Sur les demandes accessoires
La décision de première instance sera confirmée en ses dispositions relatives aux dépens et frais irrépétibles.
M. [D], qui succombe en ses prétentions, sera condamné aux dépens d’appel et débouté de sa demande formée au titre de l’article 700 du code de procédure civile.

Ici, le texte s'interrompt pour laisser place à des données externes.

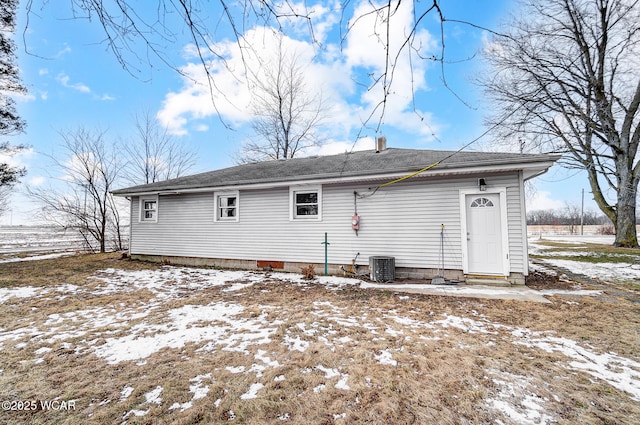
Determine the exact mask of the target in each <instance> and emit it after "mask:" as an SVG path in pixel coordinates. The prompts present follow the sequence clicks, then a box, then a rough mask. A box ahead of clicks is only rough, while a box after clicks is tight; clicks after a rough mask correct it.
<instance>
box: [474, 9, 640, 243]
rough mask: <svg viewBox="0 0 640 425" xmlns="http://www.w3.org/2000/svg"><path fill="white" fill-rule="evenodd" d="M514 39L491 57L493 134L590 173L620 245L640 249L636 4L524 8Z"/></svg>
mask: <svg viewBox="0 0 640 425" xmlns="http://www.w3.org/2000/svg"><path fill="white" fill-rule="evenodd" d="M508 32H509V33H508V36H502V37H495V38H494V39H493V40H492V42H491V43H490V44H489V47H488V48H487V49H486V57H487V60H488V63H489V65H490V67H491V68H490V70H489V71H488V72H487V75H488V76H489V77H487V78H485V79H484V80H483V81H482V82H481V84H482V85H483V86H484V87H485V89H486V93H487V95H488V97H489V98H490V99H492V100H493V102H494V105H495V107H496V110H497V113H496V115H495V116H494V117H492V118H491V124H492V125H499V126H500V129H501V133H502V134H501V135H502V137H503V138H505V139H509V140H520V141H521V142H522V141H525V142H526V143H528V144H529V146H530V148H531V147H534V148H535V149H540V150H543V151H556V152H563V153H565V154H566V155H565V157H564V158H565V165H566V166H568V167H577V168H580V169H583V170H585V171H586V172H587V174H588V179H589V184H590V186H591V190H592V192H593V194H594V198H595V201H596V203H597V204H598V207H599V208H600V209H601V210H602V212H603V213H604V214H606V215H607V217H609V219H610V220H611V221H612V222H613V223H614V226H615V230H616V238H615V245H617V246H625V247H637V246H638V239H637V234H636V227H635V223H636V198H637V189H638V182H639V180H640V161H639V158H638V144H639V142H640V111H639V108H640V74H638V65H640V64H639V61H638V58H639V57H640V2H638V1H624V0H586V1H585V0H560V1H558V0H554V1H551V0H528V1H527V2H526V4H525V5H524V7H523V10H522V12H521V16H520V17H516V18H514V19H513V21H512V22H510V23H509V30H508ZM608 193H610V194H612V195H611V198H614V199H613V201H609V200H608V196H607V195H608Z"/></svg>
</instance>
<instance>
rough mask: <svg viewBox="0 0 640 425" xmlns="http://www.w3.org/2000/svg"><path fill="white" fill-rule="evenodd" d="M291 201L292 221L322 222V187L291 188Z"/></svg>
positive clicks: (291, 215)
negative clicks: (320, 220) (301, 220)
mask: <svg viewBox="0 0 640 425" xmlns="http://www.w3.org/2000/svg"><path fill="white" fill-rule="evenodd" d="M290 199H291V219H292V220H304V219H310V220H320V218H321V209H322V189H321V188H320V187H317V186H315V187H299V188H291V189H290Z"/></svg>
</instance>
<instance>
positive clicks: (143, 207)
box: [139, 196, 158, 223]
mask: <svg viewBox="0 0 640 425" xmlns="http://www.w3.org/2000/svg"><path fill="white" fill-rule="evenodd" d="M139 221H147V222H152V223H155V222H157V221H158V197H157V196H152V197H148V196H146V197H143V198H140V216H139Z"/></svg>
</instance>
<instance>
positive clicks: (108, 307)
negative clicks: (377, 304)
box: [0, 238, 640, 424]
mask: <svg viewBox="0 0 640 425" xmlns="http://www.w3.org/2000/svg"><path fill="white" fill-rule="evenodd" d="M592 239H593V238H592ZM565 240H566V238H565ZM582 240H584V239H582ZM590 242H591V243H593V241H592V240H590ZM530 246H531V247H532V249H533V250H536V249H537V250H539V249H541V247H540V246H538V245H536V243H535V241H531V242H530ZM547 261H548V262H549V263H550V264H554V265H557V266H561V267H565V268H568V269H572V270H575V271H577V272H579V273H583V274H587V275H589V276H591V277H598V278H601V279H607V278H611V277H612V276H613V277H615V278H619V277H622V278H624V279H640V267H635V266H634V265H621V264H613V263H612V264H608V263H600V264H588V265H585V263H582V262H577V261H570V260H553V259H551V260H547ZM93 281H94V282H95V283H97V285H95V286H93V287H78V286H75V285H69V284H59V285H54V286H51V287H48V288H35V287H17V288H0V304H3V303H10V302H12V300H13V299H15V300H19V299H20V298H28V297H30V298H35V297H40V298H44V299H46V298H53V299H63V298H65V297H67V296H71V295H78V294H84V295H93V296H101V295H110V294H121V293H133V292H136V291H142V290H144V291H147V292H148V293H150V294H151V295H152V296H151V298H150V299H149V300H148V301H145V302H141V304H140V305H139V306H138V307H131V308H128V309H126V310H122V309H118V308H117V307H116V306H113V307H110V306H102V307H87V308H83V309H79V310H77V311H72V312H67V313H64V314H51V315H49V316H48V317H47V319H46V321H45V322H44V324H43V325H41V326H40V327H35V326H33V325H28V326H24V327H23V328H19V329H14V330H12V331H6V330H4V329H0V350H1V348H2V345H3V342H5V341H9V340H20V339H24V338H26V337H31V338H33V340H32V341H35V343H34V345H37V343H38V342H39V343H40V345H39V348H38V349H35V350H34V353H33V354H34V359H33V361H34V362H35V363H38V362H41V361H42V358H41V357H42V356H43V355H45V354H46V353H47V352H49V351H50V350H51V348H50V345H52V344H53V343H54V342H56V341H64V344H67V345H68V347H69V348H73V349H74V350H75V352H76V353H93V354H95V355H97V356H98V357H101V358H103V359H104V360H105V361H107V362H108V363H110V364H117V363H120V362H125V361H132V362H135V363H136V364H144V362H145V361H146V359H147V358H148V357H149V356H150V355H152V354H153V353H156V352H158V351H159V350H161V349H163V348H180V347H183V346H184V345H185V344H187V343H197V344H199V345H200V348H199V350H200V351H203V352H206V351H212V350H216V349H222V350H228V351H236V352H240V353H245V354H249V352H250V350H249V347H251V346H260V345H261V344H264V343H267V342H270V341H271V340H272V338H273V337H274V334H275V333H276V331H277V329H278V326H279V325H281V324H282V323H283V322H282V321H281V320H278V319H276V320H273V319H268V317H273V316H272V315H271V316H270V315H268V314H266V313H267V312H268V311H277V309H278V306H277V305H265V306H258V307H259V308H258V310H260V311H261V312H260V313H259V314H252V315H249V317H247V316H245V315H244V314H243V313H245V310H246V307H245V306H243V305H242V304H241V303H240V302H238V303H229V302H227V303H225V302H212V303H209V304H205V305H183V306H181V307H177V308H173V309H169V310H163V311H161V312H160V311H159V310H160V307H161V306H162V305H163V304H164V303H166V302H167V301H171V300H174V299H178V298H179V297H181V296H185V295H186V294H192V293H194V292H197V291H202V290H207V289H212V288H220V289H221V290H223V291H227V292H238V293H241V292H242V291H244V290H246V289H247V288H249V287H251V286H252V285H254V284H255V283H257V282H261V283H267V284H268V283H269V282H277V281H286V282H290V283H292V284H296V285H299V286H300V287H301V288H302V289H303V290H304V289H305V288H309V287H311V285H322V286H323V287H325V288H327V289H328V290H339V289H341V288H345V287H347V286H354V287H356V286H357V287H361V288H365V289H366V288H384V289H387V290H389V289H392V290H401V289H411V288H410V285H396V286H394V285H388V284H382V285H378V284H371V283H365V282H362V281H360V280H357V279H347V278H341V277H335V276H332V277H317V278H316V279H315V280H314V281H312V282H309V281H306V280H304V279H303V278H302V276H301V275H297V274H285V273H269V274H266V273H262V272H255V271H221V270H213V269H198V268H188V267H174V266H164V267H161V268H159V269H157V270H140V271H125V270H121V269H118V268H110V269H104V270H100V271H97V272H95V274H94V277H93ZM429 286H431V285H429ZM421 287H424V285H421ZM433 289H434V290H436V291H438V293H441V294H447V293H449V294H462V295H463V296H469V294H471V293H472V292H473V293H476V294H479V296H486V297H495V296H498V297H499V296H506V295H508V294H507V292H508V291H507V290H508V289H509V288H482V287H475V288H472V287H465V286H437V287H436V286H435V285H434V286H433ZM522 290H524V291H527V289H522ZM537 292H538V294H543V295H553V294H558V293H561V292H563V291H557V290H556V291H546V292H542V293H541V292H540V291H537ZM564 292H566V291H564ZM570 293H571V294H574V295H595V294H598V293H600V292H599V291H579V292H576V291H570ZM313 307H314V310H313V311H312V312H311V315H312V316H313V317H316V318H317V321H316V322H314V323H313V324H312V325H311V326H309V325H308V324H307V325H305V324H302V323H301V324H299V326H298V330H299V331H301V332H302V334H303V335H304V337H303V338H301V337H300V335H295V336H292V335H290V334H288V333H287V334H285V335H283V336H282V344H283V345H285V346H286V347H288V349H289V350H291V351H299V352H305V351H306V350H307V349H308V348H309V346H310V343H309V341H308V339H313V338H316V339H317V340H318V341H321V342H324V343H325V344H327V345H330V346H344V345H345V344H350V343H354V341H352V340H351V338H349V337H344V336H340V335H339V334H338V333H337V332H336V330H335V329H336V328H340V327H347V328H359V329H361V331H362V332H363V333H365V334H369V335H371V337H377V336H379V335H380V334H381V333H386V334H388V335H391V336H393V337H398V336H401V335H403V333H405V332H409V331H416V332H420V338H423V339H425V340H440V339H446V338H447V336H448V333H447V332H449V330H450V329H455V330H457V331H460V332H465V333H470V334H472V333H480V334H496V335H497V334H498V333H499V332H508V333H510V334H511V336H512V337H513V340H512V343H513V344H514V345H523V346H527V347H530V348H534V349H539V350H542V351H545V352H555V353H560V354H562V355H563V356H564V357H565V359H566V360H565V361H564V364H563V366H564V367H565V368H566V369H567V370H568V371H581V372H584V373H587V374H589V375H591V376H592V378H593V379H597V380H602V381H605V382H607V383H609V384H610V385H611V386H613V387H615V388H617V389H619V390H622V391H624V392H626V393H627V394H629V396H630V397H631V398H633V399H634V400H636V401H639V402H640V363H638V362H635V361H633V360H630V359H627V358H624V357H622V356H619V355H617V354H616V353H598V352H595V351H594V350H593V349H591V348H590V347H589V346H588V345H585V344H584V343H579V342H577V341H573V340H570V339H567V338H563V337H559V336H558V335H556V334H555V333H554V332H552V331H549V332H533V331H531V330H529V329H526V328H519V327H513V326H508V325H504V324H501V323H495V322H491V321H489V320H487V319H485V318H483V317H481V316H476V315H474V316H473V317H458V316H455V315H446V314H445V315H443V316H439V317H426V318H425V320H416V319H414V318H409V317H404V316H402V315H399V314H398V313H397V312H395V311H387V312H385V313H381V314H380V317H379V318H378V319H376V320H377V321H373V320H372V319H371V318H368V317H366V316H365V317H354V316H352V315H350V312H349V311H345V309H344V308H341V307H338V306H335V305H333V304H331V303H330V302H320V301H316V302H314V303H313ZM327 322H328V323H330V324H331V325H330V326H329V327H327V326H326V323H327ZM125 329H126V334H125V335H122V332H118V335H120V336H113V333H114V331H115V330H123V331H124V330H125ZM422 334H424V335H422ZM85 335H90V336H91V338H90V339H79V338H80V337H82V336H85ZM307 337H308V338H307ZM70 340H74V341H77V342H76V344H77V345H76V346H73V345H72V344H71V343H69V342H67V341H70ZM97 341H100V344H99V345H98V343H97ZM355 343H357V342H355ZM25 345H26V344H25ZM372 356H373V358H375V360H377V362H378V363H380V364H381V365H384V366H387V367H396V366H397V365H398V361H397V360H396V359H395V358H394V350H393V349H387V350H382V351H379V352H377V353H372ZM254 360H255V362H254V364H253V365H252V366H251V367H250V368H245V367H243V366H241V367H238V368H228V370H229V371H230V373H242V374H251V376H252V377H253V376H255V379H252V380H251V383H250V384H248V387H247V389H246V392H245V393H244V394H243V395H242V396H240V398H241V399H243V400H251V399H254V398H259V397H260V390H261V389H262V388H263V387H264V384H263V383H262V382H260V378H261V377H262V374H263V372H264V371H265V370H267V369H269V368H275V369H277V368H280V367H281V366H282V365H281V364H280V363H279V362H278V361H277V360H274V359H271V358H269V357H268V356H266V352H264V351H263V350H258V351H257V354H254ZM315 370H317V371H319V372H321V373H323V374H324V377H325V383H323V384H321V385H318V386H317V387H316V388H314V391H316V392H320V391H323V390H325V389H326V388H327V386H329V385H331V386H333V387H335V388H337V389H340V390H343V391H350V390H351V389H350V387H349V384H348V382H349V375H348V374H345V373H342V372H340V370H339V369H337V368H329V367H326V366H324V365H321V364H320V365H317V366H316V367H315ZM488 374H489V375H490V377H491V379H492V380H493V382H494V384H495V388H496V391H495V394H493V395H492V396H491V397H490V398H489V399H487V400H486V401H485V403H486V406H487V408H490V409H494V410H497V411H499V412H501V413H502V414H503V415H504V416H505V417H507V418H509V419H511V420H512V421H514V422H515V423H522V424H550V423H554V422H555V421H556V420H557V418H553V417H551V416H549V415H548V414H546V413H545V408H544V404H545V400H544V399H541V398H540V397H539V396H537V395H536V394H535V392H534V390H535V387H534V386H533V385H532V384H531V382H529V379H528V378H527V377H524V376H515V375H512V374H509V373H507V372H504V371H488ZM275 379H276V380H278V381H285V380H286V376H285V375H284V374H281V375H278V376H277V377H276V378H275ZM211 381H212V380H211V375H210V374H208V375H207V374H205V375H198V376H195V377H193V378H191V379H189V393H190V396H187V397H185V398H184V399H186V400H189V397H190V400H189V401H186V402H184V403H174V404H173V405H172V406H171V407H170V408H169V410H180V411H184V410H186V409H189V408H191V407H192V406H193V404H194V402H197V400H199V399H201V398H204V397H206V395H207V394H208V392H209V386H210V384H211ZM133 391H134V386H132V385H127V386H125V387H124V388H123V389H122V393H121V396H120V402H122V401H124V400H126V399H127V398H128V397H130V396H131V394H132V393H133ZM162 391H163V388H162V387H161V386H158V387H156V388H155V389H153V390H152V391H150V392H148V393H146V394H145V398H144V400H145V401H144V402H143V403H141V404H140V405H139V406H137V408H136V409H132V410H130V411H129V412H128V413H127V414H126V415H125V416H124V418H123V419H125V420H126V419H127V418H129V417H134V416H144V415H146V414H147V413H148V412H149V411H150V407H151V405H153V404H159V403H160V402H161V400H162V397H161V396H162ZM219 401H220V400H218V401H217V402H216V403H219ZM106 402H108V401H106ZM116 402H117V400H116ZM229 414H230V417H233V416H234V414H233V412H230V413H229ZM283 420H287V418H286V417H284V419H283Z"/></svg>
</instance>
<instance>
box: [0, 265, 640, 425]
mask: <svg viewBox="0 0 640 425" xmlns="http://www.w3.org/2000/svg"><path fill="white" fill-rule="evenodd" d="M108 268H114V269H120V270H157V269H159V266H156V265H151V264H145V263H137V262H132V261H121V260H118V259H117V257H115V256H113V255H91V256H78V257H71V258H65V259H58V260H47V261H40V262H36V261H33V262H25V263H11V264H0V287H5V288H15V287H27V286H32V287H40V288H49V289H50V291H49V292H48V293H46V294H40V295H38V296H34V297H29V298H10V299H8V300H5V301H4V303H0V353H1V357H0V369H1V370H2V372H0V400H2V401H28V400H36V401H41V400H52V399H56V398H58V399H59V400H75V405H76V408H75V410H49V411H36V412H24V411H3V412H0V423H7V424H9V423H11V424H13V423H38V424H40V423H46V424H58V423H64V424H86V423H95V424H104V423H121V422H123V421H124V420H126V421H127V423H130V424H156V423H175V424H195V423H227V422H229V421H230V420H231V423H243V424H268V423H274V424H275V423H278V424H279V423H293V424H333V423H335V424H353V423H362V424H364V423H366V424H389V423H395V424H412V423H415V424H430V423H433V424H470V423H471V424H489V423H497V422H498V421H501V422H502V423H504V424H516V423H518V421H517V420H516V419H513V418H509V417H507V416H506V415H505V412H504V409H500V408H497V407H495V405H494V404H492V401H491V400H498V399H500V400H502V401H505V402H508V403H509V404H510V405H511V406H513V408H516V409H521V410H526V409H525V408H526V406H527V405H528V404H527V403H529V402H530V401H531V399H532V398H533V399H535V400H536V403H537V404H539V405H540V406H542V409H543V410H542V411H541V414H544V415H547V416H548V417H549V418H553V423H559V424H577V423H581V424H582V423H585V424H604V423H607V424H636V423H640V404H639V403H638V401H636V400H634V399H633V398H632V397H631V396H630V395H629V394H627V393H625V392H623V391H621V390H619V389H616V388H614V387H613V386H611V385H610V384H608V383H607V382H605V381H603V380H601V379H596V378H594V377H593V376H592V375H590V374H588V373H586V372H584V371H581V370H578V369H575V368H571V367H570V365H569V363H570V362H571V359H570V358H568V357H567V356H566V355H564V354H562V353H561V352H558V351H552V352H547V351H545V350H542V349H540V348H539V347H536V346H528V345H523V344H521V343H520V342H522V341H523V339H522V338H520V339H519V338H518V337H515V336H514V331H516V330H523V329H524V330H527V331H530V332H532V333H535V332H539V333H540V334H539V335H540V337H541V338H542V337H549V336H553V337H562V338H566V339H569V340H572V341H575V342H577V343H578V344H580V345H581V346H583V347H587V348H588V349H589V350H590V351H591V352H594V353H598V354H604V353H609V352H615V353H617V355H619V356H621V357H625V358H628V359H631V360H633V361H635V362H640V354H639V353H640V350H639V348H640V336H639V335H638V329H640V305H639V304H638V303H634V302H631V301H629V300H627V299H626V298H624V297H616V296H608V297H605V298H603V299H599V298H594V297H576V298H571V297H551V300H552V303H551V304H537V303H525V302H517V301H500V300H483V299H464V298H449V297H439V296H426V295H416V294H399V293H395V292H391V291H374V290H361V289H357V288H355V287H344V288H342V289H340V290H328V289H327V288H326V287H325V286H323V285H320V284H317V283H306V284H299V283H292V282H288V281H283V280H277V279H274V278H270V277H268V275H266V276H264V278H263V279H261V280H260V281H258V282H256V283H254V284H253V285H252V286H248V287H246V288H243V289H240V290H234V291H225V289H230V288H231V286H232V284H233V283H234V282H229V283H228V284H227V285H224V286H218V287H210V288H207V289H203V290H194V291H181V292H178V293H176V294H174V295H172V296H171V297H169V298H166V299H164V300H162V302H160V301H159V299H158V297H157V293H154V292H153V291H151V290H149V289H148V288H143V289H139V290H131V291H128V292H126V291H118V292H112V293H105V294H100V293H99V292H100V291H99V290H100V288H101V282H100V281H98V280H96V279H95V278H92V276H95V275H96V271H97V270H103V269H108ZM107 274H108V273H107ZM193 279H198V277H197V276H196V275H194V277H193ZM63 283H69V284H74V285H77V286H78V287H79V289H81V290H80V291H77V293H76V294H73V293H68V292H65V293H64V295H65V296H64V297H62V296H60V295H61V293H58V292H55V291H53V288H55V287H56V286H58V285H62V284H63ZM235 283H238V282H235ZM173 284H174V285H176V284H175V283H173ZM166 285H167V287H169V286H171V285H172V283H171V282H167V283H166ZM213 303H227V304H240V305H242V306H244V310H243V311H242V314H241V315H239V316H238V319H240V318H243V319H251V320H260V321H262V322H264V323H269V324H270V325H269V326H271V327H273V328H274V330H273V332H272V333H271V334H270V336H269V337H270V342H265V343H261V344H249V345H247V346H246V347H245V349H244V350H231V351H230V350H226V349H224V346H221V345H213V346H207V345H206V344H207V342H209V341H193V342H188V343H186V344H185V345H184V346H182V347H179V348H163V349H161V350H158V351H156V352H154V353H153V354H151V355H150V356H148V357H145V358H144V359H141V360H138V361H121V362H117V363H114V364H109V363H108V362H107V361H105V359H103V358H100V357H98V356H96V354H95V351H94V348H95V347H100V346H102V345H103V344H105V342H106V341H107V340H108V339H111V338H117V337H124V336H126V335H128V334H130V333H131V332H132V331H133V330H134V329H136V326H140V325H143V324H156V325H158V326H160V325H161V324H168V323H169V321H168V316H169V315H170V314H171V312H174V311H176V310H177V309H180V308H182V307H184V306H206V305H210V304H213ZM97 309H104V315H103V316H104V317H109V318H113V317H116V316H117V315H118V314H120V315H122V317H123V319H122V320H120V321H118V322H116V323H115V324H111V325H107V326H104V327H97V326H95V318H91V317H90V316H91V314H95V312H96V311H98V310H97ZM84 311H86V312H87V313H86V314H85V315H86V316H87V319H86V321H85V320H84V319H83V316H82V314H78V312H84ZM100 311H103V310H100ZM143 312H144V313H146V316H144V317H137V316H134V314H135V313H143ZM65 314H67V316H65ZM103 316H101V317H103ZM55 318H63V319H64V320H62V319H61V320H59V323H58V324H57V325H56V323H55V320H53V319H55ZM92 320H93V321H92ZM465 320H466V321H465ZM92 323H93V324H92ZM222 325H224V324H223V323H222V322H220V321H219V320H218V319H215V318H211V319H209V318H203V319H202V320H200V321H199V322H194V323H191V324H190V326H191V327H207V326H210V327H215V326H222ZM56 326H58V327H59V329H56ZM157 332H159V331H158V330H157V329H156V330H155V331H154V330H148V331H144V332H141V333H139V335H140V336H142V335H153V334H154V333H157ZM243 332H245V333H246V332H248V330H245V331H243ZM58 336H59V338H58ZM291 341H304V342H306V344H307V346H306V347H305V349H304V350H303V351H298V350H296V349H292V345H291V343H290V342H291ZM205 346H207V349H203V347H205ZM42 347H48V348H50V349H51V350H50V351H47V352H42V351H38V350H40V349H41V348H42ZM36 352H38V353H39V354H36ZM385 353H386V354H387V355H388V356H390V357H389V358H388V359H389V360H391V359H392V360H393V361H395V362H397V363H396V364H395V365H391V364H385V363H384V362H381V359H384V358H385V357H384V356H385ZM267 358H268V360H267ZM37 359H42V360H37ZM276 361H277V363H274V362H276ZM209 374H210V375H209ZM202 376H206V377H205V378H201V382H200V386H201V387H208V392H207V394H206V396H204V397H203V398H201V399H197V400H192V398H193V395H194V394H193V392H191V391H190V387H191V386H193V385H195V383H194V381H193V379H194V378H195V377H202ZM256 383H260V384H261V385H263V387H262V388H261V389H260V390H259V391H258V392H257V397H256V398H253V399H244V398H243V395H245V394H247V392H248V390H249V389H250V387H251V386H252V385H253V384H256ZM158 386H160V387H162V392H161V394H160V396H161V398H162V401H161V402H160V403H159V404H156V403H153V402H148V401H147V399H146V397H145V395H148V394H149V392H151V391H152V390H154V389H155V388H157V387H158ZM128 387H131V388H132V392H131V394H130V395H129V396H128V397H123V390H124V389H125V388H128ZM507 393H508V394H507ZM187 402H192V407H189V408H186V409H184V410H182V409H181V408H174V409H172V408H171V407H172V406H173V405H174V403H180V404H182V403H187ZM135 410H137V411H147V410H148V412H147V413H146V415H145V416H139V417H138V416H135V415H134V414H131V413H130V412H132V411H135ZM540 423H545V422H544V419H541V422H540ZM548 423H551V422H548Z"/></svg>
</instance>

En équité, la cour rejetera la demande formée du même chef par la société Lenary et la Selarl Mlconseils ès qualités.
PAR CES MOTIFS
La cour, statuant publiquement, par arrêt mis à disposition au greffe, réputé contradictoire et en dernier ressort,
Confirme par substitution de motifs le jugement rendu le 13 avril 2023 par le conseil de prud’hommes de Poissy,
Y ajoutant,
Condamne M. [U] [D] aux dépens d’appel,
Déboute les parties de leurs demandes formées sur le fondement de l’article 700 du code de procédure civile.
Arrêt prononcé publiquement à la date indiquée par mise à disposition au greffe de la cour d’appel, les parties ayant été préalablement avisées dans les conditions prévues au deuxième alinéa de l’article 450 du code de procédure civile et signé par Mme Catherine Bolteau-Serre, présidente, et par Mme Victoria Le Flem, greffière, à laquelle la minute de la décision a été remise par le magistrat signataire.